What if I say, your Email ID is all I need to takeover your account on your favorite website or an app. Sounds scary, right? This is what a bug in Sign in with Apple allowed me to do.
When Apple announced Sign in with Apple at the June 2019 worldwide developers conference, it called it a "more private way to simply and quickly sign into apps and websites." The idea was, and still is, a good one: replace social logins that can be used to collect personal data with a secure authentication system backed by Apple's promise not to profile users or their app activity.
One of the plus points that got a lot of attention at the time was the ability for a user to sign up with third-party apps and services without needing to disclose their Apple ID email address. Unsurprisingly, it has been pushed as being a more privacy-oriented option than using your Facebook or Google account.
Fast forward to April 2020, and a security researcher from Delhi uncovered a critical Sign in with Apple vulnerability that could allow an attacker to potentially take over an account with just an email ID. A critical vulnerability that was deemed important enough that Apple paid him $100,000 (£81,000) through its bug bounty program by way of a reward.
Considering the level of embarrassment possible for basically leaving the front door unlocked, I'd say the reward was on the light side.
I found I could request JWTs for any Email ID from Apple and when the signature of these tokens was verified using Apple's public key, they showed as valid.
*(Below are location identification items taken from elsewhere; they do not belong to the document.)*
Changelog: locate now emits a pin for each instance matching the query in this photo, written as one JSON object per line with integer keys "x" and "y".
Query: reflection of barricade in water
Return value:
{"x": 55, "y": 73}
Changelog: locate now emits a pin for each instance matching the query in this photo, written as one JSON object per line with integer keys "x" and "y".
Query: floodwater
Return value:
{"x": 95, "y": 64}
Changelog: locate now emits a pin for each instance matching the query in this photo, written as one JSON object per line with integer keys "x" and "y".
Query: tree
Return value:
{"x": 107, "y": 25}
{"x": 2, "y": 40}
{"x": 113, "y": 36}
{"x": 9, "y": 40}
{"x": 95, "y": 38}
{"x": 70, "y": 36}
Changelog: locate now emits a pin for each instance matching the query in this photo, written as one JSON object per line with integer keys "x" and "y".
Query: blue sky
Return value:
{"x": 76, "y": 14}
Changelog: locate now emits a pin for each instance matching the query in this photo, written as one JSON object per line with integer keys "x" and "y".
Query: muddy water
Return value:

This means an attacker could forge a JWT by linking any Email ID to it and gaining access to the victim's account.
(Score: 3, Funny) by Rosco P. Coltrane on Monday June 01 2020, @02:25PM (6 children)
Well, color me convinced.
(Score: 4, Insightful) by Thexalon on Monday June 01 2020, @02:39PM (5 children)
Yeah, I've heard that one before.
The rules of data haven't changed: If information about you is passing through anyone else's computer for any reason, you should assume that sooner or later they will start collecting it, storing it, analyzing it, and possibly selling it off to somebody else, regardless of what their Terms of Service said or how vehemently their PR flaks swear up and down they would never dream of doing such a thing.
As an example of a company that started out swearing they didn't do anything remotely like what I just described: Google.
The only thing that stops a bad guy with a compiler is a good guy with a compiler.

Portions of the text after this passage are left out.